The progress of the project was tracked via a Blog. The thesis and other delivarables can be found there: https://deepforecastproject.blogspot.com/
Set EXPERIMENTS_DIR
in config.json. This is where experimental results will be stored.
Run ARIMA experiments:
python src/arima/arima.py
Run persistance baseline model:
python src/persistence/persistence.py
In order to run the automatic model selection use:
python src/neuralnets/models/main.py
usage: main.py [-h] -m {mlp,lstm,all} -d {yes,no,both} [-a] [-b] [-c]
optional arguments:
-h, --help show this help message and exit
-m {mlp,lstm,all}, --model {mlp,lstm,all}
Which models to run.
-d {yes,no,both}, --diff {yes,no,both}
Weather or not to use first order differencing
-a, --one-to-one This argument only applies to mlp. Run one-to-one
architecture
-b, --many-to-one This argument only applies to mlp. Run many-to-one
architecture
-c, --many-to-many This argument only applies to mlp. Run many-to-many
architecture
The search space of NN hyper parameters and hyper parameter optimisation algorithm can be changed in src/neuralnets/models/run_models.py
. Default hyper parameter optimisation is Particle Swarm Optimisation. Alternatives are Grid Search Optimisation and Random Search Optimisation.

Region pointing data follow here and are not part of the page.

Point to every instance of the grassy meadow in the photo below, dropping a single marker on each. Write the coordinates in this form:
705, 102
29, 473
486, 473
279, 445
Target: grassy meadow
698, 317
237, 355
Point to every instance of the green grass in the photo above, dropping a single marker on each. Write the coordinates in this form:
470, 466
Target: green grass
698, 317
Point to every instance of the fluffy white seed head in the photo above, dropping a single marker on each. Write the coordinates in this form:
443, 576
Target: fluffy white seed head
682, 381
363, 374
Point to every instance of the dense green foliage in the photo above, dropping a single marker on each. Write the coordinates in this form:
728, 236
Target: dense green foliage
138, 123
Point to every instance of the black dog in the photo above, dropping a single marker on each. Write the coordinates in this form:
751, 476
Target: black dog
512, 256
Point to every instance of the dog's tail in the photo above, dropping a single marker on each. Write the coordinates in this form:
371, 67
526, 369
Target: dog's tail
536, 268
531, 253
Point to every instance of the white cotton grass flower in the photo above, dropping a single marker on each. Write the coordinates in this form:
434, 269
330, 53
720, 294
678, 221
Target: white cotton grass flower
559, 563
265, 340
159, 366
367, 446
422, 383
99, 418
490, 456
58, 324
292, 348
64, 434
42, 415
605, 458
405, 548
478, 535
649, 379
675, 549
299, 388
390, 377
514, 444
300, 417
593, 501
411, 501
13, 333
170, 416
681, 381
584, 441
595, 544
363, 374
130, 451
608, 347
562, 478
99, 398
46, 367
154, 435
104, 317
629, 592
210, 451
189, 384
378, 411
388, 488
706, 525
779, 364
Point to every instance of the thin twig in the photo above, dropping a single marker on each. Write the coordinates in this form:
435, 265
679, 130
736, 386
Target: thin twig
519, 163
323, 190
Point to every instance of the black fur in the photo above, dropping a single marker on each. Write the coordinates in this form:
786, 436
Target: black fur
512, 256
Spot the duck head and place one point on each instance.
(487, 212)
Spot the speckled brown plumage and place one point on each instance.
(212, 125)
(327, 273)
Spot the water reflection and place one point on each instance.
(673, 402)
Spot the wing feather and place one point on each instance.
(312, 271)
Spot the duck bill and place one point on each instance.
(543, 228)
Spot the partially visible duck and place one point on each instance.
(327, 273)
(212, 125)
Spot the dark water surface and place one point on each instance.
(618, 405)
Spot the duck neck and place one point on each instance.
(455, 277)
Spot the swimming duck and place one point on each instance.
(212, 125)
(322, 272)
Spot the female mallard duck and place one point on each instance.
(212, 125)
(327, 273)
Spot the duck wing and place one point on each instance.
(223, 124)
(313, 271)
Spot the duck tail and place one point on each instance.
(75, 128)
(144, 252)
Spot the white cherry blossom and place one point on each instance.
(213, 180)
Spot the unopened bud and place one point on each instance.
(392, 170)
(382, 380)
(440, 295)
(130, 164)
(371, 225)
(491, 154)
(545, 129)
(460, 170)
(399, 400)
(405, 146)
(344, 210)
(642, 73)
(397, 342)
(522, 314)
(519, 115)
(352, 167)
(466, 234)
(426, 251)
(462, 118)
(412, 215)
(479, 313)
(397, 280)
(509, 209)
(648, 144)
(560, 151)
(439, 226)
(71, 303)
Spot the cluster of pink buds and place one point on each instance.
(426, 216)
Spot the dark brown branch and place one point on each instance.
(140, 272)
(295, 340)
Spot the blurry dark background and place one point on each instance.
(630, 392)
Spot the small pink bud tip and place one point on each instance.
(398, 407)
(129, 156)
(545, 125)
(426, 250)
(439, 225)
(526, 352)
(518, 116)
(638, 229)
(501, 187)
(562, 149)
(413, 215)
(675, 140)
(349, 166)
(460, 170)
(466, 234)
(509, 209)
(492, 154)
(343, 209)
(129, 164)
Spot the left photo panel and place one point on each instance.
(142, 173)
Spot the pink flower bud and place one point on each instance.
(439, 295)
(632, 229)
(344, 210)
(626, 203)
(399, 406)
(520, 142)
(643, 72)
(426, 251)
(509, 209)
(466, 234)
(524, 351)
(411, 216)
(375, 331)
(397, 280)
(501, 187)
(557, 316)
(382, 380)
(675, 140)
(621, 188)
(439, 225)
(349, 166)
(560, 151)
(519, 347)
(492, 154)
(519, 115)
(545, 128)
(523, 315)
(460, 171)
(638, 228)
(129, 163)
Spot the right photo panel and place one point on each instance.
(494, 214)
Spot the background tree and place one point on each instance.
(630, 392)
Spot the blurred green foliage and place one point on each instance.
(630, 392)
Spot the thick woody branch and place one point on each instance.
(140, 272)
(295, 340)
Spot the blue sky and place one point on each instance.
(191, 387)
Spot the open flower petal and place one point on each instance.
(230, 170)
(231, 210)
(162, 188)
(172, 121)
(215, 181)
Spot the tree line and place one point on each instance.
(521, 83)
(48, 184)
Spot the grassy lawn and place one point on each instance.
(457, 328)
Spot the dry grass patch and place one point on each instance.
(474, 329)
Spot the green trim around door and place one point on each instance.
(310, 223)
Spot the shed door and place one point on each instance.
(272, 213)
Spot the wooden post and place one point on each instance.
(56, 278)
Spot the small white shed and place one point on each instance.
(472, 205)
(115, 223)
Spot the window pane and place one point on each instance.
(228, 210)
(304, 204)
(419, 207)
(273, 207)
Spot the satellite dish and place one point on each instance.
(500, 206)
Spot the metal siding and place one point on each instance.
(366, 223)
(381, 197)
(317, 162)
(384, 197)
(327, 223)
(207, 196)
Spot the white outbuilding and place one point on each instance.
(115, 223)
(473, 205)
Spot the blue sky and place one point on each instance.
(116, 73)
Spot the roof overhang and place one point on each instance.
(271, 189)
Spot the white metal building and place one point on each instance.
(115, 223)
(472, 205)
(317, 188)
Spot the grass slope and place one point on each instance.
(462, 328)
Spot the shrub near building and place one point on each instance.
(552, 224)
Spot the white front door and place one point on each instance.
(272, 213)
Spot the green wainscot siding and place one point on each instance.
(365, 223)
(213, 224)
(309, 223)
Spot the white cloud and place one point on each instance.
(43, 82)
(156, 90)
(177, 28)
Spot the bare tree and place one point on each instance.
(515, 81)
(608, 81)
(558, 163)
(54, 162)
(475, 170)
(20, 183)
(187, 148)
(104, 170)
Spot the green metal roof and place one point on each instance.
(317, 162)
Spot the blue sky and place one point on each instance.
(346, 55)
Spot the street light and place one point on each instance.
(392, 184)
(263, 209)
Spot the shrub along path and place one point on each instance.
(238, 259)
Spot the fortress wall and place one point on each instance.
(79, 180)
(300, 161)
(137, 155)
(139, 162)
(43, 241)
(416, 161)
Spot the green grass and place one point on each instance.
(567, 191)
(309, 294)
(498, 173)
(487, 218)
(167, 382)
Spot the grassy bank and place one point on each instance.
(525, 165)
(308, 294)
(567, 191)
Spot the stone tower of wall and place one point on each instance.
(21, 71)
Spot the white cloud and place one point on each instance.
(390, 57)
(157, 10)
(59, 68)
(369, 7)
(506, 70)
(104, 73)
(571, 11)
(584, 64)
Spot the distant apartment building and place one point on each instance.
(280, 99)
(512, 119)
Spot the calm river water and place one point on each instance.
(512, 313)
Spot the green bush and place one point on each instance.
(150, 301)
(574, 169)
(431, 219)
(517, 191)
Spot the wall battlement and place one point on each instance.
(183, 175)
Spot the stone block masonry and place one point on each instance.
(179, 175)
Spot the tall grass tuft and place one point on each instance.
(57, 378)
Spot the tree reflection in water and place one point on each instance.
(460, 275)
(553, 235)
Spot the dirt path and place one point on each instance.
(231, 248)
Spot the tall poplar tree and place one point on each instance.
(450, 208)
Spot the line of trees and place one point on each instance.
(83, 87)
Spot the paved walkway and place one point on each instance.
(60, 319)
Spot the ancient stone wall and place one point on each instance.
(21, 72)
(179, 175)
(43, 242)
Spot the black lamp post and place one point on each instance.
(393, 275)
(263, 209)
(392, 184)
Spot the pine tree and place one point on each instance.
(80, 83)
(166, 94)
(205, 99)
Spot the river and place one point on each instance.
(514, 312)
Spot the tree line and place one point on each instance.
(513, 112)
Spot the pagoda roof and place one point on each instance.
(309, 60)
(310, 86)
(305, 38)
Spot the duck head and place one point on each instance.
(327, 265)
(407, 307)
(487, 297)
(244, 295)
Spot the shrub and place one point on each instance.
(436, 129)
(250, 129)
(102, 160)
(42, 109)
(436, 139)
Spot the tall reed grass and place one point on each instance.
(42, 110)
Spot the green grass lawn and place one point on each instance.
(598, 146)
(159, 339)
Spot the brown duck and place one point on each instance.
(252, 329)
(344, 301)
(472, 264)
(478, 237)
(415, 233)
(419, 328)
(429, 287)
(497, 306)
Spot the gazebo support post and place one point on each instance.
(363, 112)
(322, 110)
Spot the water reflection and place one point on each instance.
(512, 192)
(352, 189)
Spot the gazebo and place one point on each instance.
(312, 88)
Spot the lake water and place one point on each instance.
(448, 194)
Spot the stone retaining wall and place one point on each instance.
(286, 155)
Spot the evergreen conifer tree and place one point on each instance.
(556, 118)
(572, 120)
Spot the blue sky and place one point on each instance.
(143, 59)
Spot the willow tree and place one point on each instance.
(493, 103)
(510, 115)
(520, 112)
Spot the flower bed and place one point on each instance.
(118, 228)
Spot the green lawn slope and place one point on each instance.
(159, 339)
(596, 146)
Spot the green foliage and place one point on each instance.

Searched parameters can be added/removed in the model specific files 'src/neuralnets/models/mlp.py' and src/neuralnets/models/lstm.py
.
The hyperparameter optimisation package is more or less self contained and can be used independantly from the NN models. It can be found in src/neuralnets/hypersearch/optimizers
.
src/neuralnets/forecast_model/
contains a scikit-learn like wrapper implementation of MLP and RNN models for forecasting time series.